Getting the file baseName depending on the file extension

It’s a common need in scripting is to want to retrieve the base name of a file, i.e. the name of the file without the extension. This is often used, for example, as a prefix to name other files you produce. This can be done using the file object getBaseName() function in Nextflow.

However, it’s also common that tools can read both plain text or compressed inputs by auto-detecting the file extension. However this can make scripting more cumbersome as getBaseName() only removes the last file extension.
e.g.

file("sampleA.ext").getBaseName()    -> "sampleA"
file("sampleA.ext.gz").getBaseName() -> "sampleA.ext"

The getBaseName() function, however can also take an integer argument, which is the number of extensions to remove.

file("sampleA.ext").getBaseName(1)    -> "sampleA"
file("sampleA.ext.gz").getBaseName(2) -> "sampleA"

Using a test on the name, we can then make this test dynamic based on the input to automatically get the correct base name.

myfile.getBaseName(myfile.name.endsWith('.gz')? 2: 1)

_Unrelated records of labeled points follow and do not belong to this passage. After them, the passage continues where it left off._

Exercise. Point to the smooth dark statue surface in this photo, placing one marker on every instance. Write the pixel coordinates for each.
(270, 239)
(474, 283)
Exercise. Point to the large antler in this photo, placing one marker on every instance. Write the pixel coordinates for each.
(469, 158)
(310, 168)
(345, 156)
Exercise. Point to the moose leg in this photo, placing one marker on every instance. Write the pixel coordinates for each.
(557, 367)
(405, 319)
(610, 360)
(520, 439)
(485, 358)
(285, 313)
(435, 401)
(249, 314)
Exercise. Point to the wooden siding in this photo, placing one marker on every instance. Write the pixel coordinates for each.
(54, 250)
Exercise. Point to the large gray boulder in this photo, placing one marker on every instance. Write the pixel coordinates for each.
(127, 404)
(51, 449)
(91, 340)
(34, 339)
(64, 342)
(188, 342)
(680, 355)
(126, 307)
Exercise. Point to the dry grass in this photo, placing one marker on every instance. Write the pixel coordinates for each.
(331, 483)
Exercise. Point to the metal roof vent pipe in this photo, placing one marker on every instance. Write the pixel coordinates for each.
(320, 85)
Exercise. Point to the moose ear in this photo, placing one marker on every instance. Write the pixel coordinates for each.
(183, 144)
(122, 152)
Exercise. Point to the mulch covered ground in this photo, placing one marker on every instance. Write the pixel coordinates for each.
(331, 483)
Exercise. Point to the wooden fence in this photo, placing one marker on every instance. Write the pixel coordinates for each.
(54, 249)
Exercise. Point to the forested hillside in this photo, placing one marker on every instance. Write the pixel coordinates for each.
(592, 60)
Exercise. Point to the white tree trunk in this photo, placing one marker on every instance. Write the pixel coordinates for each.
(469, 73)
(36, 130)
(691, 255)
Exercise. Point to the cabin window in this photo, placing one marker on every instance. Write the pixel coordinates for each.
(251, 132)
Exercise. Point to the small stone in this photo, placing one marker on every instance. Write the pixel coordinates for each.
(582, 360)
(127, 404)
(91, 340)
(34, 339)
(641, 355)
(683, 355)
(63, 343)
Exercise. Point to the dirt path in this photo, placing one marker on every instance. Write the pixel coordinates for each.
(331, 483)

which uses a ternary operator to return 2 if the filename ends with ‘.gz’, otherwise it returns 1.

4 Likes

There is also the very useful getSimpleName(), which removes all file extensions.

1 Like

Good point. This really depends on how many . user’s use in their inputs.
getSimpleName() strips everything after the first period.

file("sampleA.deduped.normalised.fastq.gz").getSimpleName() -> "sampleA"
file("sampleA.deduped.normalised.fastq.gz").getBaseName(2) -> "sampleA.deduped.normalised"
1 Like